Alles, was entsteht, geht auch zugrunde

Christoph Hein über den Untergang der DDR und dessen Folgen, über Literatur aus dem Osten und den Umgang mit ihr

CHRISTOPH HEIN wurde 1944 als Sohn eines evangelischen Geistlichen mit vielen Kindern in Schlesien geboren. Seine Jugend wurde überschattet vom Verlust der Heimat. Wo immer er nach der Aussiedlung aus Schlesien auch hinkam, stets wurde er abschätzig als »Pfaffe« diffamiert. In der DDR bekam er keinen Platz an der Erweiterten Oberschule. Er ging nach Westberlin, um sein Abitur zu machen. Nach dem 13. August 1961 war ihm ein Weiterbesuch der Schule in Westberlin verwehrt. Ehe er zur Abendschule in der DDR zugelassen wurde, dauerte es zwei Jahre. Als er an der Filmhochschule studieren wollte, wurde er nach einer Woche wieder exmatrikuliert, »weil ein Minister etwas dagegen hatte«. 1967 begann er an der Universität Leipzig ein Studium der Philosophie und Logik, das er 1971 in Berlin abschloss. Schon mit zwölf Jahren hatte er angefangen zu schreiben. Seit 1979 ist er freier Schriftsteller und zählt mit seinen Romanen und Theaterstücken heute zu den wichtigsten deutschen Autoren der Gegenwart. Im Wendeherbst stand er auf Seiten der Bürgerrechtler, forderte am 4. November auf dem Berliner Alexanderplatz »einen Sozialismus, der dieses Wort nicht zur Karikatur macht«, obwohl dieser Traum, wie er einmal erklärte, für ihn schon 1968 begraben war. Die bundesrepublikanische Gesellschaftsform als nunmehr gesamtdeutsche begrüßte er nicht. »Unverwendbar für ideologische Zwecke – wer so war, der bleibt das auch«, konnte man anlässlich seines 65. Geburtstages in der Presse lesen. Das Gespräch mit Christoph Hein führte ADELBERT REIF.

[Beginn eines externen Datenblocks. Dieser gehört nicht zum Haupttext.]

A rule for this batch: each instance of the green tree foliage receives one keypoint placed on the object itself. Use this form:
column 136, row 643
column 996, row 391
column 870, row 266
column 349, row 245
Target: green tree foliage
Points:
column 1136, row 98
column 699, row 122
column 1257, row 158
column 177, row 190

ND: Herr Hein, welche Gedanken bewegten Sie, als vor zwanzig Jahren die DDR von der historischen Bühne verschwand?
Hein: Am 9. November 1989 war mir klar, dass die DDR verschwinden würde. Nur, wie dann tatsächlich so ein Staat aufhört zu existieren, der doch lange und weiträumig das Leben von Menschen bestimmt hat, das war schwer vorstellbar. Dass eine Weltmacht sich ohne Krieg und Gewalt von der Bühne verabschiedet, hat es bis auf das Römische Reich nie gegeben. Umberto Eco sprach davon, dass man die Auswirkungen des Zerfalls des Römischen Reiches noch 800 Jahre später verspüren könne. Er meinte, selbst den Zerfall der K.u.K.-Mo- narchie aus bestimmten Ereignissen des Zerfalls des Römischen Reiches herzuleiten. Ich weiß nicht, wieweit das korrekt ist. Aber der Zerfall dieses russischen Imperiums wird die nächsten 50, vielleicht sogar 200 Jahre bestimmen.

Friedrich Schorlemmer schrieb vor kurzem: »Mit Ende des Sowjetsystems verlieren d...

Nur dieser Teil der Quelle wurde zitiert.